In the literary landscape, Sarah Bernstein emerges as a postmodernist voice, delving into the limitations of language, societal violence, historical connections, climate apocalypse, and the construction of the self within these complexities. Her debut novel, ‘The Coming Bad Days’ (2021), and the Booker Prize-shortlisted ‘Study for Obedience’ (2023) grapple with these very questions.

With phrases like "Language is punishment, encompassing all, where guilt defines transpired existence" (‘Study for Obedience’), and “It was a problem of language, of falling short, of what can be spoken and what must never be spoken” (‘The Coming Bad Days’), Bernstein echoes the decentering of language.

‘Study for Obedience’ opens with a disturbing and compelling statement: “I knew they were right to hold me responsible”. This declaration sets the stage for a story narrated by an unnamed Jewish woman, thrust into the English countryside to care for her brother's house.

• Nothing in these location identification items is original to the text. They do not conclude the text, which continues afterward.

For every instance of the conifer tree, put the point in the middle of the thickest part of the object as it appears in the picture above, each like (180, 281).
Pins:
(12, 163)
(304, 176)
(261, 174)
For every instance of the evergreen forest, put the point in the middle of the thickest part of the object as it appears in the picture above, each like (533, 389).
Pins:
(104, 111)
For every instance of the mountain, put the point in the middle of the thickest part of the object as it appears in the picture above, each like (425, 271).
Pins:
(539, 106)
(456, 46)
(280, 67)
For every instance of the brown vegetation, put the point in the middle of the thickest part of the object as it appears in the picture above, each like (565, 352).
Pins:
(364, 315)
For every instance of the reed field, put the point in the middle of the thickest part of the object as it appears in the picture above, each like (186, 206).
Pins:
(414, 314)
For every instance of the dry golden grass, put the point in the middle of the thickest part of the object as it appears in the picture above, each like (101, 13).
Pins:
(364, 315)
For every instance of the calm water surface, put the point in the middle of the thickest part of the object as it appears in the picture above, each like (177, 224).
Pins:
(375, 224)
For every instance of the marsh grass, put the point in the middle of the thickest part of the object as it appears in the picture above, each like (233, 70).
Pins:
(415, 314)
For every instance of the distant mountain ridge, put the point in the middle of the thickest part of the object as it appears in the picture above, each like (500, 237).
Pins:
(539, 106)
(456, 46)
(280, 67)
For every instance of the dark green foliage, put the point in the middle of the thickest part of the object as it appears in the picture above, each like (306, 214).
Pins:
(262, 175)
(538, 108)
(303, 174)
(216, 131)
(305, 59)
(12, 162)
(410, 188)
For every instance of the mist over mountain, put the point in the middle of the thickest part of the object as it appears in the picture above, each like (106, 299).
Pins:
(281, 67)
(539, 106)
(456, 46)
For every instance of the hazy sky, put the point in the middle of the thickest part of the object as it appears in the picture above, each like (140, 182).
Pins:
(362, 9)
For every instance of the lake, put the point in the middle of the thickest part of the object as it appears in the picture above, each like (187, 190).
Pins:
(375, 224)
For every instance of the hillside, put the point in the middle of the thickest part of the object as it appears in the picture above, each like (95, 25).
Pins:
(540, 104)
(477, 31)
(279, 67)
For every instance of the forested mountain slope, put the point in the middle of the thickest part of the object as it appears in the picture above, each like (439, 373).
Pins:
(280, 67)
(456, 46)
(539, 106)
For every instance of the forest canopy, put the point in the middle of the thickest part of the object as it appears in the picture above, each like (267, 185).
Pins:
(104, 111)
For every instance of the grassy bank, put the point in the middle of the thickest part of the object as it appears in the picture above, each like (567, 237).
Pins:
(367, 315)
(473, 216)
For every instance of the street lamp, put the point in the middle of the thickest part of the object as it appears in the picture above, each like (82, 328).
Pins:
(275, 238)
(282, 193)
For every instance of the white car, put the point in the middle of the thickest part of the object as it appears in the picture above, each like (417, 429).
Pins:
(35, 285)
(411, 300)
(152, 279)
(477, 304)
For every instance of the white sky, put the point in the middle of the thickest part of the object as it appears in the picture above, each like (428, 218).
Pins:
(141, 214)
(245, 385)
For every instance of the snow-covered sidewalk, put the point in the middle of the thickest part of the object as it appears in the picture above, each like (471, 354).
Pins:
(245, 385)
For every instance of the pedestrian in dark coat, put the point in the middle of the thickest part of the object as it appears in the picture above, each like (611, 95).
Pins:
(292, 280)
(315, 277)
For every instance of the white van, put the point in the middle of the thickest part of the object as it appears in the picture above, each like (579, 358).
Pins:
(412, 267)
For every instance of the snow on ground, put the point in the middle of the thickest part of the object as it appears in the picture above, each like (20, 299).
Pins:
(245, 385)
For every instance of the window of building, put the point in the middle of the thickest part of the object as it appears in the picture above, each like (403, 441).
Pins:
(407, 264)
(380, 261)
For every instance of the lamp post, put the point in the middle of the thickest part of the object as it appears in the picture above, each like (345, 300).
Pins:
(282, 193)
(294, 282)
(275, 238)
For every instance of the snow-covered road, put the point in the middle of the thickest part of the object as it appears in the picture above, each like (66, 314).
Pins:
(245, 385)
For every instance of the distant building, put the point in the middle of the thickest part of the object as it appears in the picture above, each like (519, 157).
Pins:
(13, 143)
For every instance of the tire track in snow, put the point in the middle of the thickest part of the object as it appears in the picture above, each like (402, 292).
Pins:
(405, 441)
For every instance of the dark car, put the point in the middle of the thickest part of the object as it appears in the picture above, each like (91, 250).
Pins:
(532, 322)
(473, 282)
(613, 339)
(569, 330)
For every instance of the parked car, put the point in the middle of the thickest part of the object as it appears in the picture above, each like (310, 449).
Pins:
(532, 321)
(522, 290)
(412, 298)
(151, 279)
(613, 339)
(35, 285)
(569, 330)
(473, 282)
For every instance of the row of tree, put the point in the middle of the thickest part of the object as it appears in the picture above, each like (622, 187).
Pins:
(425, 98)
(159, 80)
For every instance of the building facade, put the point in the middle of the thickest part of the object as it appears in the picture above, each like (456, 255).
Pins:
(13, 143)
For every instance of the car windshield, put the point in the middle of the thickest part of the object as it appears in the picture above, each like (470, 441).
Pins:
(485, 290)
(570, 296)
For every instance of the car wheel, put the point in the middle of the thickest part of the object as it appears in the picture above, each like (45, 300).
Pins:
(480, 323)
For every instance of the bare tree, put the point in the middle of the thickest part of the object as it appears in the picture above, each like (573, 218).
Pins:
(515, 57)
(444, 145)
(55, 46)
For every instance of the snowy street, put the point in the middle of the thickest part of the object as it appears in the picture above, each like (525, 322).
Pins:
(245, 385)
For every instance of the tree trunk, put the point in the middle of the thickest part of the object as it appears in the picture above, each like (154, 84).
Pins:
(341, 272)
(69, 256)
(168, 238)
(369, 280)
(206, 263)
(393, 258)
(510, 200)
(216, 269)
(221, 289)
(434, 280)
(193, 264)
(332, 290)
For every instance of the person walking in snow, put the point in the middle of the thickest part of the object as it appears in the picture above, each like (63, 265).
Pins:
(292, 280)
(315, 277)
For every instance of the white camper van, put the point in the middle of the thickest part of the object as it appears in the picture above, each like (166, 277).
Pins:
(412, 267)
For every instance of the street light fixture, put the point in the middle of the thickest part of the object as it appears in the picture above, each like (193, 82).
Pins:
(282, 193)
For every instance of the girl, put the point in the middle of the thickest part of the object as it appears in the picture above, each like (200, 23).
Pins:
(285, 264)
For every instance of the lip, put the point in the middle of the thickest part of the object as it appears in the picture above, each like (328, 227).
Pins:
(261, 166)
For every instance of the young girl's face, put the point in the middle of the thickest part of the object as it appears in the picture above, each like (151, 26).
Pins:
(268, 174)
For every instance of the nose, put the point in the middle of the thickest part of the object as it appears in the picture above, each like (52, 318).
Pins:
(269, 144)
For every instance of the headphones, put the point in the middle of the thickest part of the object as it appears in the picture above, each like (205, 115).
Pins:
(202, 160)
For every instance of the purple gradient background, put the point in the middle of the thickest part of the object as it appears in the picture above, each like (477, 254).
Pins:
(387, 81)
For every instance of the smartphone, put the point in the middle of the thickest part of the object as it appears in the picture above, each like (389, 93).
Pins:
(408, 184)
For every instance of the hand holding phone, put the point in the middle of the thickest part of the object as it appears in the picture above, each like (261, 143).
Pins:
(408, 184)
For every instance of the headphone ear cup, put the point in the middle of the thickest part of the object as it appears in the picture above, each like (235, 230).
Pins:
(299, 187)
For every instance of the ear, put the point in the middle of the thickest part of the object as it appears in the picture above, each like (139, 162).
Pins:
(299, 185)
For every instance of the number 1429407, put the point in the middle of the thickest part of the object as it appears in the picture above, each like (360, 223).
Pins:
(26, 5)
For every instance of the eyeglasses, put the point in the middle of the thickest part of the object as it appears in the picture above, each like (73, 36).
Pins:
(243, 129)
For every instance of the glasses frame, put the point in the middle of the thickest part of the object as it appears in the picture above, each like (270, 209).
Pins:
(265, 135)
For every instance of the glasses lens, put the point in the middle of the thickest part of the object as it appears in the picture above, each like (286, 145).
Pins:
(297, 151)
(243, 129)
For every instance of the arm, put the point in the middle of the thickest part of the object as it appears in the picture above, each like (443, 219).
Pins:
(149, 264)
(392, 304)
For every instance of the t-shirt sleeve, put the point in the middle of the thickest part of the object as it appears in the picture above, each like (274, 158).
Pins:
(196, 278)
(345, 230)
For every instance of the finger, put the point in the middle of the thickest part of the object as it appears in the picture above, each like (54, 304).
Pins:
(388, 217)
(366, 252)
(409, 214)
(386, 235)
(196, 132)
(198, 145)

In this unfamiliar setting, the protagonist grapples with the intricate layers of identity, self-perception, and societal expectations. Bernstein skillfully portrays the character's inner struggles, showcasing a sense of self-awareness and introspection.

The narrative navigates the protagonist's need for belonging, a theme intricately intertwined with servitude and the longing to be accepted. As the protagonist observes the natural rhythms of the countryside, they are confronted with the beauty and the hidden divisions of society.

The author masterfully captures the protagonist's sense of alienation and the conflict between their authentic self and the façade they present to the world. This struggle for authenticity and connection reverberates throughout the story, highlighting the universal human quest for meaning and belonging.

Bernstein's imagery in ‘Study for Obedience’ is both vivid and unsettling. The tale unfolds with disconcerting events, a sew losing its baby while stuck on a fence, bovine hysteria in the valley culminating in their culling, and a phantom pregnancy in a dog. The protagonist becomes entangled in these events, held responsible for occurrences.

These events serve as potent symbols, questioning consensus building, narratives, authority, interpolation, the violence individuals eventually impose upon themselves, reflecting the broader themes of community perceptions that makes the oppressed speak the language of the oppressor and the limitations of individualism.

Through the protagonist's attempts to integrate into the community by working diligently on the farm, Bernstein explores themes of rejection, antipathy, and existential despair. The story subtly challenges the notion of innocence, forcing readers to confront uncomfortable truths about complicity and complacency.

It is perhaps such interventions made by the author through storytelling which lets her extend solidarity with Adania Shibli, whose book ‘Minor Detail’ faced cancellation by the Frankfurt Book Fair in the wake of the extermination purported by the State of Israel on Palestine, further emphasising the shared struggle of women seeking meaning in a world marred by war and violence.

The imagery Bernstein creates in ‘Study for Obedience, to question the absurdities and the meanings they hold in relation to the lives around, is quite an achievement. In her book, Bernstein transforms the protagonist from a mere observer to the observed, whose very essence is violated for someone else's quest for power.

By doing this, acts in shifts of gaze, the narrative perspective underscores societal mores and the impact they have on lives in relation to them. Bernstein's exploration of historical traumas and their enduring impact on communities adds depth to the narrative, questioning the inexorable rapacity of ruptures caused by history.

While the author is successful in many parts, decentring of gender in totality in connection to language and its violence is something that perhaps goes missing. The narrative is still stuck within the boundaries of gender binary, a wall she will hopefully be able to study, break and trespass with disobedience.

‘Study for Obedience is a thought-provoking book that demands contemplation. Bernstein's style of writing, coupled with her exploration of identity, community, and the human psyche, elevates this novel to a work of art.

Through the protagonist's journey, readers are compelled to confront the complexities of existence, challenging preconceived notions and inviting introspection. Sarah Bernstein's latest novel is not just a story; it is a rumination on the human condition, urging readers to grapple with the questions it raises, making it an essential read.

Aabha Muralidharan, is an activist, writer, and photographer.